It was amidst unprecedented public protests the world over — from Europe to Australia and New Zealand and finally India’s schoolchildren — that the UN Climate Summit held last week pressed world leaders to augment their Paris accord commitments. The urgency to go beyond the Paris accord has been driven home by the experience of the last four years — “the hottest on record, and winter temperatures in the Arctic have risen by three degrees Celsius since 1990”, according to the UN website on the summit. But notably, with the possible exception of India, major emitters have failed to rise to the occasion. India’s emissions curtailment plan, led by its push for renewables and electric vehicles, is in line with reducing world temperature rise to 2 degrees centigrade, whereas China, the US and the European Union (the top three in terms of total emissions) need to do much more to get there. There can be no denying that, in view of the principles of equity and climate justice, the developed world must bear the brunt of reducing “greenhouse gas emissions by 45 per cent over the next decade and to net zero emissions by 2050.” They have ‘developed’ their economic standards by accounting for the bulk of the global stock of carbon emissions in the atmosphere and must cough up the money and the technology, which they possess, for reducing emissions across the world.

As the world readies for the climate ministerial at Chile in December, the US, the EU and China will be under considerable pressure to offer something extra. The EU grandstanding on this subject — notably led by Germany — has not been matched by action on the ground. Coal remains in favour, more so after the shutdown of nuclear facilities after the Fukushima accident in 2011. The solar wave has stalled in Germany, for a variety of reasons. China’s renewables and EV push has been significant but its reliance on coal continues. As for options, the developed world has been stingy in putting money into the Green Climate Fund. Carbon credit markets have flopped in the absence of a mandatory framework for meeting emission reduction targets, and with it fines for missing them.
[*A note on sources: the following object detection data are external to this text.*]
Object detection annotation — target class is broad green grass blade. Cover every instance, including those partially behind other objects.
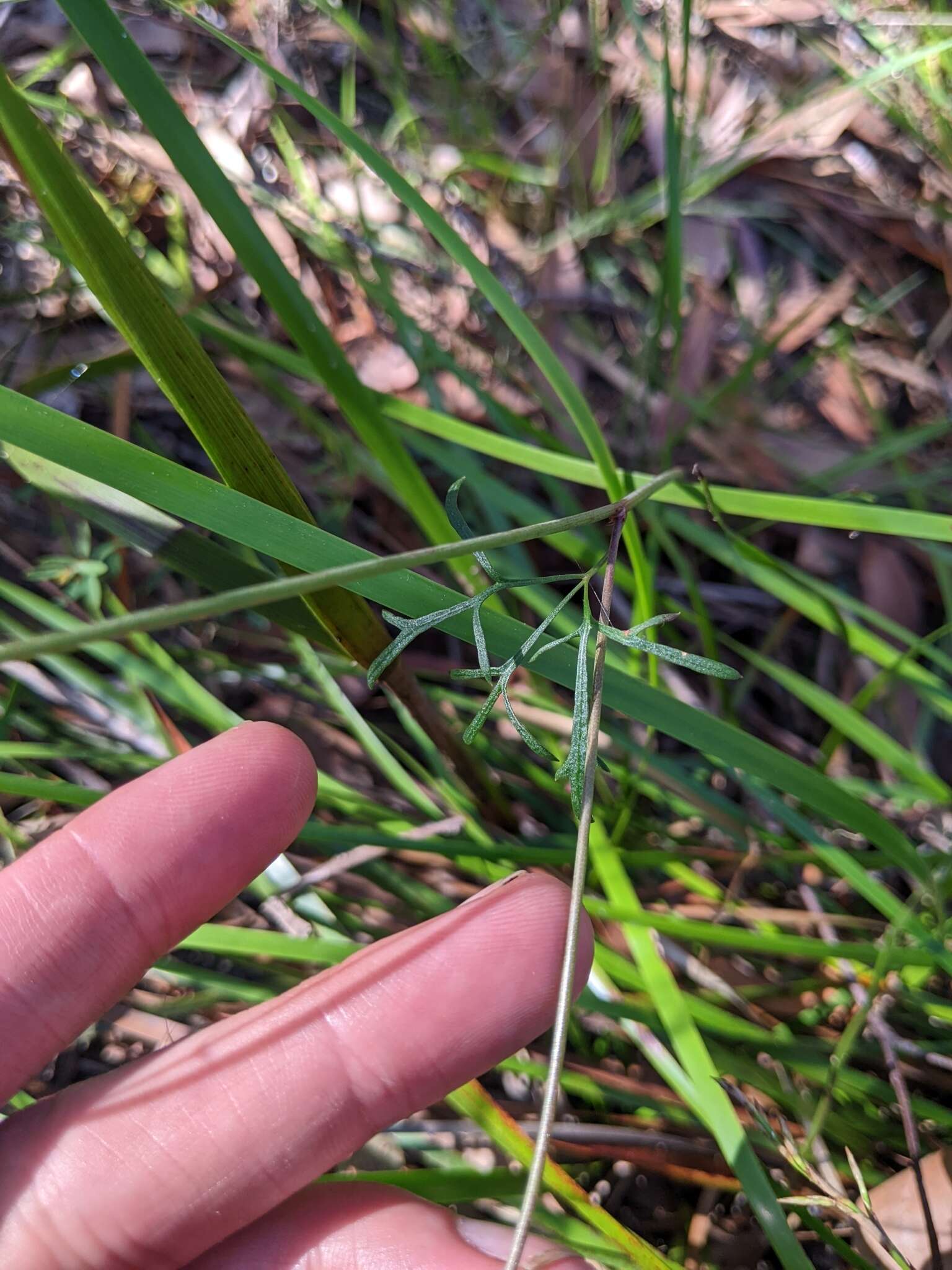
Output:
[664,510,952,717]
[175,10,656,640]
[591,822,810,1270]
[291,635,444,819]
[0,578,241,732]
[725,640,952,802]
[0,65,386,664]
[386,397,952,542]
[446,1081,672,1270]
[28,322,952,541]
[61,0,447,542]
[0,389,952,904]
[5,446,328,644]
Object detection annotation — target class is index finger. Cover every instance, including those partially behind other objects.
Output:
[0,722,321,1104]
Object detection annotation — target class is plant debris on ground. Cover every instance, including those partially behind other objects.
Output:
[0,0,952,1270]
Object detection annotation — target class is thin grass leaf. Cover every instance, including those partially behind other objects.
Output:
[367,587,501,688]
[446,476,503,582]
[62,0,446,542]
[0,401,934,899]
[446,1081,674,1270]
[0,64,390,664]
[174,12,653,635]
[472,605,493,683]
[591,824,810,1270]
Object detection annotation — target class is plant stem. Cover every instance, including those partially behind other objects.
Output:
[505,502,628,1270]
[0,469,681,662]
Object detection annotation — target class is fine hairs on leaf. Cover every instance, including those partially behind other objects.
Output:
[367,474,740,817]
[367,470,739,1270]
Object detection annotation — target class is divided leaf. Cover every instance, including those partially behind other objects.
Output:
[596,613,740,680]
[552,617,591,815]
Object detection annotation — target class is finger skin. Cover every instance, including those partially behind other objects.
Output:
[0,874,591,1270]
[188,1183,585,1270]
[0,722,315,1104]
But a new paradigm may emerge, as young people the world over, with Greta Thunberg lending them a voice, visualise a grim future.
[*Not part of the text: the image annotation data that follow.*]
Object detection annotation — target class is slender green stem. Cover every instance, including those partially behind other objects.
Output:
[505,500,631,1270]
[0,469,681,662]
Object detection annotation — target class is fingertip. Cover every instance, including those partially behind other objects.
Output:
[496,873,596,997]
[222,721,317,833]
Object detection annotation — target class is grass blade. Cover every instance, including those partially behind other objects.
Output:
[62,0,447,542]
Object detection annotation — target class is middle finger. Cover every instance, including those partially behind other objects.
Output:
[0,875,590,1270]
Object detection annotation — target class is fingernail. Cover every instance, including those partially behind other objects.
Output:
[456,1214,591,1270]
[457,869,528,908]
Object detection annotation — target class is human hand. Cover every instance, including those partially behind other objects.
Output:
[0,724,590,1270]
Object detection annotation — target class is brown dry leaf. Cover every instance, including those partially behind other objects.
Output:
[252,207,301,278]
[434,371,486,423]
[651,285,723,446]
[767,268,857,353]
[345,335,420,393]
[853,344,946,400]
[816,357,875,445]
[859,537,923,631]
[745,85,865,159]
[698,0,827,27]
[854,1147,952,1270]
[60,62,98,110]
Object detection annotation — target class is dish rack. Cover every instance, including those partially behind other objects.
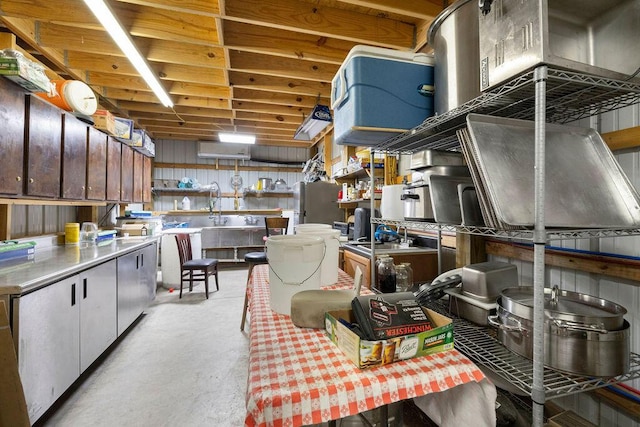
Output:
[364,65,640,426]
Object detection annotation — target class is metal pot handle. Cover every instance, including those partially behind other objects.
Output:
[550,318,609,334]
[487,314,524,333]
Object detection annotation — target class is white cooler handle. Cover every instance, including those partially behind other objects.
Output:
[331,68,347,111]
[269,241,327,286]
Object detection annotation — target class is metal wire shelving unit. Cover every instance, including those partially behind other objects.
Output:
[373,68,640,154]
[364,65,640,426]
[429,300,640,399]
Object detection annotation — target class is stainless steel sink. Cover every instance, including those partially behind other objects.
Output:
[200,225,265,248]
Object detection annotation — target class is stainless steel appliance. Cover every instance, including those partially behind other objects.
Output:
[427,0,480,114]
[293,181,344,227]
[400,182,434,221]
[480,0,640,92]
[488,286,630,377]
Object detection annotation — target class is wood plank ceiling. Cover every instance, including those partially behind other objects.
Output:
[0,0,443,147]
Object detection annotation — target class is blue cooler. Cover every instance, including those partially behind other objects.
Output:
[331,46,434,146]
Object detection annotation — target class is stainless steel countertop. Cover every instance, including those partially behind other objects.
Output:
[0,236,160,295]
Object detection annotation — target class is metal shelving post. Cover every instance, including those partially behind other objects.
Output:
[531,66,547,426]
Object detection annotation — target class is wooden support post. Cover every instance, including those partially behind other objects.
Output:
[76,206,99,224]
[456,233,487,267]
[0,205,11,240]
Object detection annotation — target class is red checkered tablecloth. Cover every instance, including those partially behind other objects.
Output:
[245,265,485,426]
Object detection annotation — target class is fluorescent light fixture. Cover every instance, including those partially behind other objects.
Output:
[218,132,256,144]
[84,0,173,107]
[293,104,333,141]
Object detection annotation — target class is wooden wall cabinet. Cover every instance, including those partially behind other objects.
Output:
[133,151,145,203]
[87,127,107,200]
[0,76,153,207]
[107,137,123,202]
[25,95,62,197]
[120,146,134,202]
[142,156,153,203]
[0,78,25,195]
[60,113,89,200]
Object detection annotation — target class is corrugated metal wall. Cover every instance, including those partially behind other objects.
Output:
[153,140,309,211]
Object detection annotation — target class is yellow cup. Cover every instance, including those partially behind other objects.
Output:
[64,222,80,245]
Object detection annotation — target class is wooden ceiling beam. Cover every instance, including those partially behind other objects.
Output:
[65,51,229,86]
[37,22,226,69]
[229,50,340,82]
[223,0,415,50]
[233,88,318,108]
[117,0,220,17]
[223,21,356,66]
[338,0,443,20]
[119,101,233,119]
[2,0,220,46]
[229,71,331,98]
[232,101,311,120]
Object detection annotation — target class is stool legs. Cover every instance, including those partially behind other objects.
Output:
[240,263,254,331]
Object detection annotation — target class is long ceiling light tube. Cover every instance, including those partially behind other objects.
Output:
[84,0,173,107]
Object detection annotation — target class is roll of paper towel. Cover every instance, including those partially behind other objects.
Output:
[380,184,404,220]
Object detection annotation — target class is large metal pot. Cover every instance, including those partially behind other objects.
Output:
[488,304,631,377]
[427,0,480,114]
[488,287,630,377]
[500,286,627,331]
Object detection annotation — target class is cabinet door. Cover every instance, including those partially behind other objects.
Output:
[0,78,25,195]
[117,251,142,335]
[142,156,153,203]
[13,275,80,423]
[24,95,62,197]
[87,126,107,200]
[120,146,133,202]
[78,259,118,373]
[60,113,89,199]
[139,244,158,311]
[107,137,122,202]
[133,151,144,203]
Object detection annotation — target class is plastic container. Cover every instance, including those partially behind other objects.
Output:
[267,234,325,316]
[182,196,191,211]
[298,229,340,286]
[377,257,397,294]
[38,80,98,116]
[64,222,80,245]
[331,46,434,146]
[296,222,332,233]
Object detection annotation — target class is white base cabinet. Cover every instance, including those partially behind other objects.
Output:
[77,260,118,373]
[10,243,158,424]
[13,275,80,424]
[118,245,158,335]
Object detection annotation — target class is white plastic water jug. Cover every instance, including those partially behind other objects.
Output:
[182,196,191,211]
[267,235,325,316]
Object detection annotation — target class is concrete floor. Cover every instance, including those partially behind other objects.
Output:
[37,268,249,427]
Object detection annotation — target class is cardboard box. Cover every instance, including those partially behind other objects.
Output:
[91,110,116,136]
[325,308,453,369]
[0,58,51,92]
[114,117,133,139]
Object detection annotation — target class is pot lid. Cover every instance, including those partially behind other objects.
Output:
[502,286,627,319]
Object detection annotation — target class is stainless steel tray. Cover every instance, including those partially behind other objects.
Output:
[467,114,640,228]
[429,175,473,225]
[458,184,485,227]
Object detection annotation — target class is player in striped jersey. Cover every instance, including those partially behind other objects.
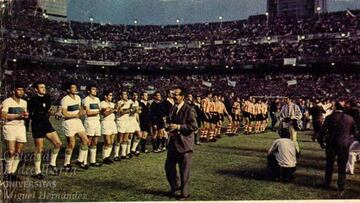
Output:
[129,92,142,156]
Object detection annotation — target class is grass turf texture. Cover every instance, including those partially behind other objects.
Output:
[2,120,360,201]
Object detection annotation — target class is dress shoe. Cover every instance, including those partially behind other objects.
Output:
[90,162,102,167]
[176,195,190,201]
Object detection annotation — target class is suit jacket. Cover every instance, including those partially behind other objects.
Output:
[318,111,357,147]
[168,103,198,153]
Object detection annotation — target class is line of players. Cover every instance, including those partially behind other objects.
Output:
[200,92,268,142]
[2,82,267,180]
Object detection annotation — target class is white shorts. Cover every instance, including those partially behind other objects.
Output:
[116,120,132,133]
[62,118,85,137]
[101,121,118,135]
[129,120,141,133]
[84,120,101,136]
[3,125,27,143]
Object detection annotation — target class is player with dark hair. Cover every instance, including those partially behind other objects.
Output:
[200,91,213,142]
[129,92,142,156]
[2,84,29,181]
[28,82,62,179]
[82,85,101,167]
[100,91,117,164]
[150,92,165,153]
[139,92,151,153]
[114,91,132,161]
[60,82,89,171]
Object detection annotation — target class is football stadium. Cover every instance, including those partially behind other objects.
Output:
[0,0,360,202]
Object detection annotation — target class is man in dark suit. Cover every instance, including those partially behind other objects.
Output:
[318,102,357,192]
[165,87,198,200]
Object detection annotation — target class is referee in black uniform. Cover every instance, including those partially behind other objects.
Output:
[28,82,62,179]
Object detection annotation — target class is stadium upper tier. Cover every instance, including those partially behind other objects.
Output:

We need renewables, more forests and super efficient appliances and buildings, accompanied by resource sharing mechanisms from the global North to the South. India’s efforts in reducing emissions’ intensity of growth need to be accompanied by steps to enhance its green cover. The International Union for Conservation of Nature points out that one third of carbon dioxide released by burning fossil fuels is absorbed by forests every year. Besides, 12 per cent of global emissions accrues from deforestation and degradation. Action here can be local as well as global.